Noism04
In 2004, Niigata City Performing Arts Center “Ryutopia” welcomed Jo Kanamori as art director of its dance division and subsequently established Japan’s first full-fledged public contemporary dance company, “Noism 04.” Ten dancers were selected for the company from nationwide applicants and are now performing as resident dancers in Niigata. The company performed its first production, SHIKAKU, in June and its second, “black ice” in October.
Niigata
City Performing Arts Center “Ryutopia”
Opened: Oct. 1998
This culture complex built by the city of Niigata includes a concert hall (1,900 seats), a theater (900 seats) and a Noh theater (380 seats). Ryutopia is administered by the Niigata Municipal Foundation for the Promotion of Arts and Culture as one comprehensive facility along with the adjoining Niigata Municipal Music Culture Center, which includes specialized music practice rooms and a performance hall. The Center’s theater division is led by the producer Hiroshi Sasabe as art director, with the director Yoshihiro Kurita serving as associate director. The art director for the dance division is Jo Kanamori. The total annual budget for the Center is about 400 million yen. The Music division has a Junior Orchestra for young students of music which is based at the Music Culture Center and it also operates a music school for elementary and middle school students and produces original musicals. The Center also creates original productions to tour Japan and has presented a Shakespeare series at its Noh theater featuring famous quest actors.
SHIKAKU
Premiere: June, 2004
This work is the product of a collaborative effort with the young architect, Tsuyoshi Tane, the musician Masahiro Hiramoto and others. The title, when written as it is in Roman letters can have various meanings in Japanese, ranging from a rectangle, a visual angle, a blind spot, a poet and a writer to an assassin, qualifications, poetic form, the sense of sight and enlightenment. This is an experimental piece in which the stages is divided at first into four chambers by white walls. As the dancers move in and out of the chambers, the audience is also free to walk around the stage viewing the performance from different angles. There are also ffective special manipulations such as the partitions being raised during a blackout of the stage lighting to produce one large, flat open space. For the duration of the piece the dancers move ceaselessly, playing out the various meanings harbored in the word shikaku: “There are walls and then there are none;” “Now you see, now you don’t;” “Now it is shown, now it is not” and “Now things can be communicated, now they can’t.”

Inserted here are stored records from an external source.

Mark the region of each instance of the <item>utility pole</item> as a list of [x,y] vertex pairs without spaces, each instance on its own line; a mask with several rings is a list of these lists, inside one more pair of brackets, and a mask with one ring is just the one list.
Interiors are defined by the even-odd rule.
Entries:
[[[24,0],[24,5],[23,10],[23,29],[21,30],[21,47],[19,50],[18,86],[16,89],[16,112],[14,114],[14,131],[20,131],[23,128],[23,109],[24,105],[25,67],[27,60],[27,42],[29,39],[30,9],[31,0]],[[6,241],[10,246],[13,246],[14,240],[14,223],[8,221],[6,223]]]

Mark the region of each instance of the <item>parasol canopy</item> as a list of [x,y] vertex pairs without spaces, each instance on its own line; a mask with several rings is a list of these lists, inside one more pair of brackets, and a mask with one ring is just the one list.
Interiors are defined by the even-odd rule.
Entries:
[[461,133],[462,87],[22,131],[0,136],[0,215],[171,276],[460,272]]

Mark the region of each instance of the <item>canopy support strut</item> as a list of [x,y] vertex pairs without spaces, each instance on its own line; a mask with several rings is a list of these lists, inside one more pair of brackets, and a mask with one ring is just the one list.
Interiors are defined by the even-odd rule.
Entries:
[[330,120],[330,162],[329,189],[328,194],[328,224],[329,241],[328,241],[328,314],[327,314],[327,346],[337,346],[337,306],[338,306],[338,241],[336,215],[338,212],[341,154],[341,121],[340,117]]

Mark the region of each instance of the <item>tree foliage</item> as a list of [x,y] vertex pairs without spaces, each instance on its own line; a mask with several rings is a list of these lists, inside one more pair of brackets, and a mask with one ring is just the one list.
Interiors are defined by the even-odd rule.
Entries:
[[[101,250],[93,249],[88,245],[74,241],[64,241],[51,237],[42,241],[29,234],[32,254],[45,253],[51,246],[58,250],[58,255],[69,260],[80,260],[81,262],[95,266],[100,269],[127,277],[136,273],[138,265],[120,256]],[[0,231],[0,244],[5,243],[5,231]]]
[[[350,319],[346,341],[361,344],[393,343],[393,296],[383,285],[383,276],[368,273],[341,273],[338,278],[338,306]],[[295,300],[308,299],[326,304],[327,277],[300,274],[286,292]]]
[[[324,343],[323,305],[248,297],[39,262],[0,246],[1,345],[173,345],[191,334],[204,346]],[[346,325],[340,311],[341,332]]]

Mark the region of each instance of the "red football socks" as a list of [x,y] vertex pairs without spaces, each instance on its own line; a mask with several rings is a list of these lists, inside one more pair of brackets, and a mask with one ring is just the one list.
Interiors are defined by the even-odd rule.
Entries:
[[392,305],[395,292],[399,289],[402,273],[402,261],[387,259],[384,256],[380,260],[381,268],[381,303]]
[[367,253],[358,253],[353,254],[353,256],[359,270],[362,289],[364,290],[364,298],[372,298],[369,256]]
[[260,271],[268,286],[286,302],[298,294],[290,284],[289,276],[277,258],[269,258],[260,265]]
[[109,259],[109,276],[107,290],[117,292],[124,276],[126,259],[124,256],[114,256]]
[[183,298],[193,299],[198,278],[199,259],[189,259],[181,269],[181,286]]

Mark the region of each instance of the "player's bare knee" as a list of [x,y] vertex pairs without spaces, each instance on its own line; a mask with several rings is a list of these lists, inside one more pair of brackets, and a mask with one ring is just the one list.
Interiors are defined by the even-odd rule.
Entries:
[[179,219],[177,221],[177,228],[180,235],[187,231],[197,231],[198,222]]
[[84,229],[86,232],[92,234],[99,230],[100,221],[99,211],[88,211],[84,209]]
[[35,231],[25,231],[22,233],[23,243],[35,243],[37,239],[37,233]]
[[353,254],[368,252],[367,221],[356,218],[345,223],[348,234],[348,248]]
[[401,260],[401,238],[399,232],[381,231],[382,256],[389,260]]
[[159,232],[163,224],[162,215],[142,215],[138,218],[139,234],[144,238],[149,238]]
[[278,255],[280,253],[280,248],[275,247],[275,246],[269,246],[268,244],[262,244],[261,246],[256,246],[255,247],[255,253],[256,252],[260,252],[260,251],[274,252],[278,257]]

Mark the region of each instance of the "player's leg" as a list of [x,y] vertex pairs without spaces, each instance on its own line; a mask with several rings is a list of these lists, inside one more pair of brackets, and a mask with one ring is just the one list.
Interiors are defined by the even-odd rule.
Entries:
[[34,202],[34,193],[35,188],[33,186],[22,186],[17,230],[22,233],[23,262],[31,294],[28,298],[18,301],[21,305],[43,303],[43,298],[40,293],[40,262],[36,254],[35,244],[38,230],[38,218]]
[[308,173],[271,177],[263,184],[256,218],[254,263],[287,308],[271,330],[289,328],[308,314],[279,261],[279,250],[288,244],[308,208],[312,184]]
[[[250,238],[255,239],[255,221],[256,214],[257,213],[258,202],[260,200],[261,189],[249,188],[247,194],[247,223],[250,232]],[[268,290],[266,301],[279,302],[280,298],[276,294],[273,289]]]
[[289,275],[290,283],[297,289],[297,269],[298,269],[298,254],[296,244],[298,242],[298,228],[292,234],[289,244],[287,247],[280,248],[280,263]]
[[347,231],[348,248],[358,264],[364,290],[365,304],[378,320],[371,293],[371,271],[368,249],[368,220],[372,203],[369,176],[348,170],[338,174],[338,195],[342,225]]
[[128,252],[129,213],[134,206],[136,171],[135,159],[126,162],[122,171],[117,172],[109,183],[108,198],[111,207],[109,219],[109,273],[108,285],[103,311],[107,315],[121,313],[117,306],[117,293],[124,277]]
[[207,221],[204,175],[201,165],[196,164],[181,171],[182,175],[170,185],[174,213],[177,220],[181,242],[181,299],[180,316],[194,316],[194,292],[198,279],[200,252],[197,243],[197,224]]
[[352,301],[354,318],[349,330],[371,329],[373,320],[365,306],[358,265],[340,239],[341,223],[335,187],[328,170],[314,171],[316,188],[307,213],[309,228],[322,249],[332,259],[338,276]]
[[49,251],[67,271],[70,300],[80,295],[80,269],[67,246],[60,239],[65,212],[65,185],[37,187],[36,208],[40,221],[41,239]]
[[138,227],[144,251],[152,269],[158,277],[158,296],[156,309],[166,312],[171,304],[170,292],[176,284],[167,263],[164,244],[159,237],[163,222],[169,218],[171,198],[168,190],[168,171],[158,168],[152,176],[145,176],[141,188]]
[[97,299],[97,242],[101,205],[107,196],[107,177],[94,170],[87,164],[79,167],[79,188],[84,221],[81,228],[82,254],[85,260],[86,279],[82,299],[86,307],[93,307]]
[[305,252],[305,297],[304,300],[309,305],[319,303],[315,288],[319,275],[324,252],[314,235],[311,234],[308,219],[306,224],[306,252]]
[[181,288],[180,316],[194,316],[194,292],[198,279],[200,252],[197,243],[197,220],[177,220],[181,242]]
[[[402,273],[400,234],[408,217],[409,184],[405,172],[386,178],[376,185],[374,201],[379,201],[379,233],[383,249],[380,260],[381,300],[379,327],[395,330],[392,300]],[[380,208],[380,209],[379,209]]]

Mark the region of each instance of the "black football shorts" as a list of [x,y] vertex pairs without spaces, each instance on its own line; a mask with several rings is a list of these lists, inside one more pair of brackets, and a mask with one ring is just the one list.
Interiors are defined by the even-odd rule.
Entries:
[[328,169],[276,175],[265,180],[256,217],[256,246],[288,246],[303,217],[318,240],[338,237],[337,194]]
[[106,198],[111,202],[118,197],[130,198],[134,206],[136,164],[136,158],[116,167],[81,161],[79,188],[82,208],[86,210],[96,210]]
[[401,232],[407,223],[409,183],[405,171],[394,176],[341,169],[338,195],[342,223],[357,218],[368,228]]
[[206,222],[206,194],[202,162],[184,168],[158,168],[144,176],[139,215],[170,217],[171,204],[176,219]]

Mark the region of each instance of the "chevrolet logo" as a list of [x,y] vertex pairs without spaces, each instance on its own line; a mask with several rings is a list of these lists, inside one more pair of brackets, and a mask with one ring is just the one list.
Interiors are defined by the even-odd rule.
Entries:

©Niigata City Performing Arts Center
black ice
Premiere:October, 2004
This is a collaborative work with the contemporary artist Tadasu Takamine. The term “black ice” used in the title refers to a completely transparent ice and the expression comes from the appearance of black asphalt showing through a completely transparent film of ice on a road. The term is used figuratively to mean something that can’t be seen but still has an effect, as when a car slips on the unseen film of ice on the road. The production is an omnibus work consisting of three short pieces, each of a different type: black wind, which takes as its text a man facing imminent death, staged against a backdrop of video art by Takamine; “black ice”, which is a collaboration on the theme of points of contact (with the ground) involving dancers and special images created with the use of a thermograph; and black garden, in which the dancers search the depths of their own souls in a forest-like array of objet. This work also displays effective manipulations of the stage space such as creating a complete “black box” by spreading a black stage cloth on the floor which is usually never used in dance because of its slippery quality.